Oggi l’ipocondriaco è quanto mai solo; la
medicalizzazione pop della vita quotidiana, lungi dal rassicurarlo, lo
sfida incessantemente. Gli spot che pubblicizzano farmaci da banco anche
per il più lieve malessere non fanno che confermargli che c’è una parte
del mondo che si cura, sostenuta dalla medicina ufficiale; e una parte,
in cui lui si trova, per la quale non esiste rimedio perché non esiste
diagnosi. La furia diagnostica che lo spinge a sottoporsi a esami su
esami (in ciò aiutato da medici che preferiscono prescrivere analisi
costose e invasive piuttosto che impegnarsi in una conoscenza
complessiva del paziente, fondamentalmente per mettersi al riparo da
eventuali cause giudiziarie) non lo rasserena; anzi, l’esito negativo lo
terrorizza e lo convince vieppiù di avere qualcosa di raro e di grave.
Secondo
gli psicoterapeuti Alessandro Bartoletti e Giorgio Nardone, che hanno
appena pubblicato La paura delle malattie. Psicoterapia Breve Strategica
dell’Ipocondria (Ponte alle Grazie), l’ossessione dell’ipocondriaco
consiste nella tendenza a dare una “interpretazione catastrofica” alle
proprie sensazioni corporee. Contrariamente a quanto si pensa, infatti,
l’ipocondriaco non inventa niente. Ha davvero i malesseri che accusa. Si
tratta di dolori, disturbi, sintomi che possono essere innocui, e nella
maggior parte dei casi lo sono, oppure no. È la coscienza dell’“oppure
no” a caratterizzare il patofobico e a condurlo a comportamenti
compulsivi o fobici (paura dell’attività fisica o dei luoghi affollati).
Gli
autori chiamano questa tendenza “ricerca algica”, una specie di
rincorsa del dolore; l’ipocondriaco “tende costantemente l’orecchio”

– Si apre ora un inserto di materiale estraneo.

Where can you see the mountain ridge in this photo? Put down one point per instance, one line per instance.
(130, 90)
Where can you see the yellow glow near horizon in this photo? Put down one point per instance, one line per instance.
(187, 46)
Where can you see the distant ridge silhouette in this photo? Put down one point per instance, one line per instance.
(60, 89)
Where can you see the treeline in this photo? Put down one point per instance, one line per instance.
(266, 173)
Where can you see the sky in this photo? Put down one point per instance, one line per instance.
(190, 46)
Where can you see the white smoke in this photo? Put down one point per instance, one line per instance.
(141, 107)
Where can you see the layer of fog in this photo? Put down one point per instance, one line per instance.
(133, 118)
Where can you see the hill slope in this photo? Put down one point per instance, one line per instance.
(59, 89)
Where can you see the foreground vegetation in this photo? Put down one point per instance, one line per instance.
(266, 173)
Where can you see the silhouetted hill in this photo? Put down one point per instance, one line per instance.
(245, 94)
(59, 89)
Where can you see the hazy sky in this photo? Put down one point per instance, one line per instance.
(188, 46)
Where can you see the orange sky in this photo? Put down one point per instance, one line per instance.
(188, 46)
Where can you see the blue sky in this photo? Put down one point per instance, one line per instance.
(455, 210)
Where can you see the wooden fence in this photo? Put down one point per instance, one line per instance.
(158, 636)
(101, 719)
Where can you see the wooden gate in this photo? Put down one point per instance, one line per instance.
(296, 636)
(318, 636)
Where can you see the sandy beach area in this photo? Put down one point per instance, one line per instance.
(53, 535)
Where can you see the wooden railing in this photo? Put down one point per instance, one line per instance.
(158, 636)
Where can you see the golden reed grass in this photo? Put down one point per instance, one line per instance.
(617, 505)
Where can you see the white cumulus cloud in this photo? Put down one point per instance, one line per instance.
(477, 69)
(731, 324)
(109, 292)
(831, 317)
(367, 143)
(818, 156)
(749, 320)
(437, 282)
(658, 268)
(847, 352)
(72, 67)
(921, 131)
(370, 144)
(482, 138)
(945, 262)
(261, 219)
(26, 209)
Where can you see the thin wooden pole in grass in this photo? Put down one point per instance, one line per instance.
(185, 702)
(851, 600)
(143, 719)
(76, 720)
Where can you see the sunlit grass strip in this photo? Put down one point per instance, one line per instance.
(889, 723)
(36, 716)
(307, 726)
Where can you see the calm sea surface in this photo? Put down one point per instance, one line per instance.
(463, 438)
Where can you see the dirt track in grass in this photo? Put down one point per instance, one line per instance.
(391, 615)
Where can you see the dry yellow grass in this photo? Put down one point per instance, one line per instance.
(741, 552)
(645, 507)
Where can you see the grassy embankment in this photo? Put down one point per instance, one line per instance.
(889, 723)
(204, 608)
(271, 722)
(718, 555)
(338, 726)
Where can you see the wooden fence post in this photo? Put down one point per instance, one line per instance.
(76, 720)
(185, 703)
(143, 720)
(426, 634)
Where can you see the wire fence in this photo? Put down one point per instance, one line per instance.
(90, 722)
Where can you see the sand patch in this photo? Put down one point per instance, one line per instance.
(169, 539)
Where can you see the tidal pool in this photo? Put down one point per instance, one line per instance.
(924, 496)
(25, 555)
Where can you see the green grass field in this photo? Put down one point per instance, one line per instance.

alle sue sensazioni, sollecita il sintomo, lo “socializza” con amici e
parenti, in una ipervigilanza sfiancante che lo debilita e nella maggior
parte dei casi finisce per renderlo davvero malato (lo stress riduce le
difese immunitarie). Dal personale al collettivo: dalle epidemie
ipocondriache come quelle per la Sars o per la cosiddetta Sindrome della
mucca pazza alla patologia della cybercondria, o ipocondria digitale,
caratterizzata dalla compulsione a cercare su Internet la diagnosi al
proprio male.
Bartoletti e Nardone descrivono gli stratagemmi e le
tecniche che adottano coi loro pazienti per dissuaderli dall’essere
ipocondriaci (come in una specie di contrappasso dantesco, si tratta di
esacerbare il controllo su sé stessi fino a rendere poco remunerativa e
molto sfiancante la pratica). Auguriamo a tutti gli ipocondriaci di
guarire, ma offriamo loro la nostra letteraria solidarietà: come sapeva
bene il grande ipocondriaco-ironico Carlo Emilio Gadda, l’ipocondriaco
non solo non è matto, ma può essere al contrario un grande logico, della
specie di Amleto. All’estremo limite della ragione, sa che l’ipocondria
può coesistere con la malattia vera, e che riconoscere di essere
ipocondriaci non immunizza certo dall’ammalarsi.